Determination of plant fresh weight

The yield measurement was conducted in the field on July 22, 2022. A specific number of plants were selected for each treatment to measure their fresh weight. The weighed plants were dried in the field for 1 day, stacked for 1–2 days, and spread out until the moisture content reached approximately 10–15%. Subsequently, a specific number of dried P. palustre samples were selected, cut, and ground into powder. The powder samples were then screened using a 200 mesh sieve and utilized for metabolome analysis.
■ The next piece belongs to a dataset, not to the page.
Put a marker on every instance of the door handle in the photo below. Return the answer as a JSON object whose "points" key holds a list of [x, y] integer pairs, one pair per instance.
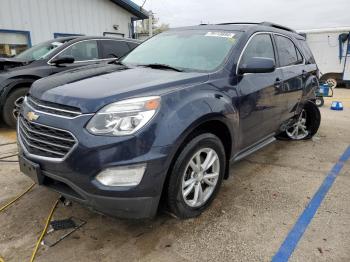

Determination of soil temperature

The soil temperature in various treatments was measured on May 18th, May 25th, and June 1st, respectively. Measurements were taken at 10:00 am, approximately 20 cm below the soil tillage layer.

Metabolite extraction

50 mg samples were accurately weighed, and the metabolites were extracted using a 400 µL methanol: water (4:1, v/v) solution with 0.02 mg/mL L-2-chlorophenylalanine as internal standard. The mixture was allowed to settle at − 10 °C and treated by High throughput tissue crusher Wonbio-96c (Shanghai wanbo biotechnology co., LTD) at 50 Hz for 6 min, then followed by ultrasound at 40 kHz for 30 min at 5 °C. The samples were placed at − 20 °C for 30 min to precipitate proteins. After centrifugation at 13,000 × g at 4 °C for 15 min, the supernatant was carefully transferred to sample vials for LC–MS/MS analysis.

UHPLC-MS/MS analysis

The UHPLC-Q Exactive system of Thermo Fisher Scientific was used as the instrument platform for LC–MS analysis. The mass spectrometric data were acquired using a Thermo UHPLC-Q Exactive Mass Spectrometer with an electrospray ionization (ESI) source, which could operate in both positive and negative ion modes. The chromatographic conditions, MS conditions, and data preprocessing and annotation referred to the literature24.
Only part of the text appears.